I want to serve him, and please him, with my whole being, with my whole body, with my whole heart and soul.
I love my master. I want to serve him, and please him, with my whole being, with my whole body, with my whole heart and soul. The master is the meaning of the slave’s life, and she rejoices in her collar, that she belongs to him. What an incredible privilege, what an incredible honor, to be the slave of such a man! What an incredible joy to be fulfilled by him, to be owned and mastered by him!
How pallid by comparison are boring and meaningless lives; how tepid the quotidian familiarities of contractual partners, each taking the other for granted; how fragile the regimens of arguable legalities; how delicate the cobwebs of convention, sunderable upon a whim; how wearying the tiny testings and battles of implicit competitors, the specified, adjudicable relationships of explicit contractees, each suspicious of, and concerned to outdo, the other.
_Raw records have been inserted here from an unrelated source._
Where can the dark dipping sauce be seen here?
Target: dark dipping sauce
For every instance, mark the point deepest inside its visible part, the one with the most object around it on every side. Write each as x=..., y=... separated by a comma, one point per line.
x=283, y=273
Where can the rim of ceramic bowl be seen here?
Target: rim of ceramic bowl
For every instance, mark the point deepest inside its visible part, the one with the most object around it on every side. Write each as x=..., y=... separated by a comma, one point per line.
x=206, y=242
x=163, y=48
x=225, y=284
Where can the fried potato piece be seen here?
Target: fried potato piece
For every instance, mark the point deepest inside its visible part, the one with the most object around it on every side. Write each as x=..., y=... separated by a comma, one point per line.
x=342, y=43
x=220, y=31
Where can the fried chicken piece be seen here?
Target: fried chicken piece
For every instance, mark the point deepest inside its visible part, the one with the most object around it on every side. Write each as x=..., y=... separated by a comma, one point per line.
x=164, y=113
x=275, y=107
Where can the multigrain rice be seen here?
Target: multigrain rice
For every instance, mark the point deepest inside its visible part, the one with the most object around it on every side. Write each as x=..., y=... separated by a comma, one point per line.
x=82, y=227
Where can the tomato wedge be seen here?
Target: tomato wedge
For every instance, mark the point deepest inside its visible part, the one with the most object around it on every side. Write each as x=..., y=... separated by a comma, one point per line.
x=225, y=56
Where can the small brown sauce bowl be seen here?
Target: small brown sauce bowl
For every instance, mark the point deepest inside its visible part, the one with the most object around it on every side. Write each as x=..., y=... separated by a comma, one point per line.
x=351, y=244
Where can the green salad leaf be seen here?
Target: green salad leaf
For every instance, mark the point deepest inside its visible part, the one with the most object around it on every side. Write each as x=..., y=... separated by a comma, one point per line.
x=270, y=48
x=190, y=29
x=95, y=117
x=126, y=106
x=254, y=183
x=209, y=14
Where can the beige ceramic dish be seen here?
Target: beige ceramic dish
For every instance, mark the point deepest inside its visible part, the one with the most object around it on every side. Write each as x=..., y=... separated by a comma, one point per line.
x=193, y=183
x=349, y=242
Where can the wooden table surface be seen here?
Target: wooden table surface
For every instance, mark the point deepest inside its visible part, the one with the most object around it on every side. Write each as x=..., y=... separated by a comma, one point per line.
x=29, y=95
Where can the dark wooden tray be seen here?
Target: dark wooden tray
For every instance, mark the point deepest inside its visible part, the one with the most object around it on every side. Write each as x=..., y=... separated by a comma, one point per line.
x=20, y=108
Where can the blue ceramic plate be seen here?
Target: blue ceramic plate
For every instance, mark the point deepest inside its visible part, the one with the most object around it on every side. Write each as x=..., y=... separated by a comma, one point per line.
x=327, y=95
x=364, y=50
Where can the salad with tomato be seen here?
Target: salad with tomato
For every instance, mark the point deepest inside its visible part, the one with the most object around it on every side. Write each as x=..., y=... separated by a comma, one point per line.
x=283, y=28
I can understand, she thought, how the same woman might be one man’s wife and another’s conquered, mastered, loving slave. Let such husbands, such weaklings, cry out in misery, she thought, learning that their pampered, bored, spoiled, troublesome, nagging wife is another man’s kneeling licking, begging slave. Another, at the mere snapping of fingers or an imperious gesture, receives from she whom he has never taken the time or interest to truly know, she whom he has never questioned as to her depths and needs, she to whom he has never intimately and truly spoken, she whom he has never attempted to understand, but has insisted upon seeing only from a distance, through the distorting prisms of convention, frequent, delicious, loving, abject services, services of which he has feared even to dream.
Let him, if he will, in defense of his failures and futility, denounce and castigate her, she whom he has never had the strength to own. Or, alternatively, let him buy a whip, put her to her knees and claim her.